Query Processing

A Citus cluster consists of a coordinator instance and multiple worker instances. The data is sharded and replicated on the workers while the coordinator stores metadata about these shards. All queries issued to the cluster are executed via the coordinator. The coordinator partitions the query into smaller query fragments where each query fragment can be run independently on a shard. The coordinator then assigns the query fragments to workers, oversees their execution, merges their results, and returns the final result to the user. The query processing architecture can be described in brief by the diagram below.

diagram of queries being distributed through coordinator node to workers

Citus’s query processing pipeline involves the two components:

  • Distributed Query Planner and Executor
  • PostgreSQL Planner and Executor

We discuss them in greater detail in the subsequent sections.

Distributed Query Planner

Citus’s distributed query planner takes in a SQL query and plans it for distributed execution.

For SELECT queries, the planner first creates a plan tree of the input query and transforms it into its commutative and associative form so it can be parallelized. It also applies several optimizations to ensure that the queries are executed in a scalable manner, and that network I/O is minimized.

Next, the planner breaks the query into two parts - the coordinator query which runs on the coordinator and the worker query fragments which run on individual shards on the workers. The planner then assigns these query fragments to the workers such that all their resources are used efficiently. After this step, the distributed query plan is passed on to the distributed executor for execution.

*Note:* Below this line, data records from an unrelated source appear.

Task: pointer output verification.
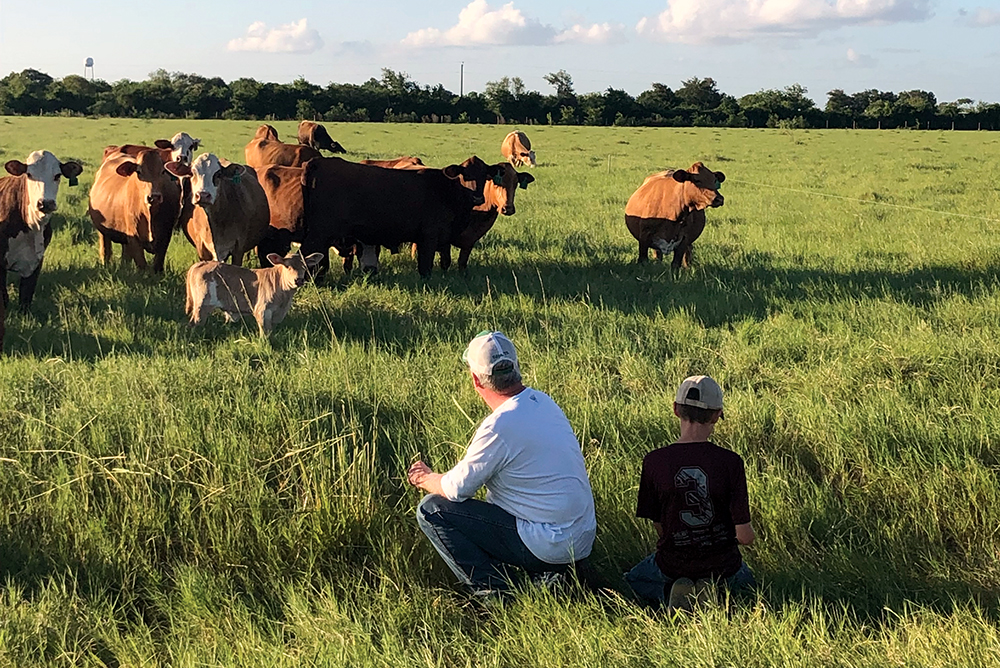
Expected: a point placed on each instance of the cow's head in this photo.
(703, 185)
(295, 269)
(473, 175)
(148, 169)
(43, 172)
(266, 132)
(503, 186)
(182, 147)
(206, 174)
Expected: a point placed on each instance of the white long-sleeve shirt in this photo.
(527, 456)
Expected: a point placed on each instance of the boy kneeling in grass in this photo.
(695, 493)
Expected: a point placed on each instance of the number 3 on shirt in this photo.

The planning process for key-value lookups on the distribution column or modification queries is slightly different as they hit exactly one shard. Once the planner receives an incoming query, it needs to decide the correct shard to which the query should be routed. To do this, it extracts the distribution column in the incoming row and looks up the metadata to determine the right shard for the query. Then, the planner rewrites the SQL of that command to reference the shard table instead of the original table. This re-written plan is then passed to the distributed executor.

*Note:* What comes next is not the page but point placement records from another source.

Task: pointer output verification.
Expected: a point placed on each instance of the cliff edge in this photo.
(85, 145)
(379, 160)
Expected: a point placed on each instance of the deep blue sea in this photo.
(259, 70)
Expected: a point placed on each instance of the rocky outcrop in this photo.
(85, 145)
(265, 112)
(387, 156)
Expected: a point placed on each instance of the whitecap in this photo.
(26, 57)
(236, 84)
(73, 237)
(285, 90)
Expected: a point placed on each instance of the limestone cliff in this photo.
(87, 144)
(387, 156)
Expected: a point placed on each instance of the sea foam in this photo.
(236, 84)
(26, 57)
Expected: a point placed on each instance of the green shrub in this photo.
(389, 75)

Distributed Query Executor

Citus’s distributed executors run distributed query plans and handle failures that occur during query execution. The executors connect to the workers, send the assigned tasks to them and oversee their execution. If the executor cannot assign a task to the designated worker or if a task execution fails, then the executor dynamically re-assigns the task to replicas on other workers. The executor processes only the failed query sub-tree, and not the entire query while handling failures.

Citus has two executor types: adaptive, and task tracker. It chooses which to use dynamically, depending on the structure of each query, and can use more than one at once for a single query, assigning different executors to different subqueries/CTEs as needed to support the SQL functionality. This process is recursive: if Citus cannot determine how to run a subquery then it examines sub-subqueries.

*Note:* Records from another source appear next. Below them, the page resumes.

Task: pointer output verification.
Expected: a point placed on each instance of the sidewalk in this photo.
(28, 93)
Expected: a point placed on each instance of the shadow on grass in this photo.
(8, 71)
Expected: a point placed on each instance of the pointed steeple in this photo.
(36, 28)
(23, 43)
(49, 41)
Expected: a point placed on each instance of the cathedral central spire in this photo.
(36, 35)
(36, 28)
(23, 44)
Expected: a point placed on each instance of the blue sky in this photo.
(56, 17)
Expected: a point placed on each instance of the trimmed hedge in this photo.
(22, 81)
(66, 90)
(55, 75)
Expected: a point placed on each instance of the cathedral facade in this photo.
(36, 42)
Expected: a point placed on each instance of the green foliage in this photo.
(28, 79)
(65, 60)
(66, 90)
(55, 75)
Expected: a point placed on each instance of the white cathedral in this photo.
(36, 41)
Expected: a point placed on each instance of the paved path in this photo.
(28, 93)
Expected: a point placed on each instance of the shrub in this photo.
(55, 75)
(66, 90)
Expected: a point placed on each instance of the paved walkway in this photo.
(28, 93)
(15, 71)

At a high level, the adaptive executor is used for most queries. However, the task tracker is required for Repartition joins. The choice of executor for each query can be displayed by running PostgreSQL’s EXPLAIN command. This can be useful for debugging performance issues.

Adaptive Executor

The adaptive executor is the default. It is well suited for getting fast responses to queries involving filters, aggregations and co-located joins, as well as running single-tenant queries with full SQL coverage. The adaptive executor opens one connection per shard to the workers as needed and sends all fragment queries to them. It then fetches the results from each fragment query, merges them, and gives the final results back to the user.

Furthermore, when the adaptive executor detects simple INSERT, UPDATE or DELETE queries it assigns the incoming query to the worker which has the target shard. The query is then handled by the worker PostgreSQL server and the results are returned back to the user. In case a modification fails on a shard replica, the executor marks the corresponding shard replica as invalid in order to maintain data consistency.

Task Tracker Executor (deprecated)

The task tracker executor is well suited for long running, complex data warehousing queries. This executor opens only one connection per worker, and assigns all fragment queries to a task tracker daemon on the worker. The task tracker daemon then regularly schedules new tasks and sees through their completion. The executor on the coordinator regularly checks with these task trackers to see if their tasks completed.

Each task tracker daemon on the workers also makes sure to execute at most citus.max_running_tasks_per_node concurrently. This concurrency limit helps in avoiding disk I/O contention when queries are not served from memory. The task tracker executor is designed to efficiently handle complex queries which require repartitioning and shuffling intermediate data among workers.

Subquery/CTE Push-Pull Execution

If necessary Citus can gather results from subqueries and CTEs into the coordinator node and then push them back across workers for use by an outer query. This allows Citus to support a greater variety of SQL constructs, and even mix executor types between a query and its subqueries.

For example, having subqueries in a WHERE clause sometimes cannot execute inline at the same time as the main query, but must be done separately. Suppose a web analytics application maintains a page_views table partitioned by page_id. To query the number of visitor hosts on the top twenty most visited pages, we can use a subquery to find the list of pages, then an outer query to count the hosts.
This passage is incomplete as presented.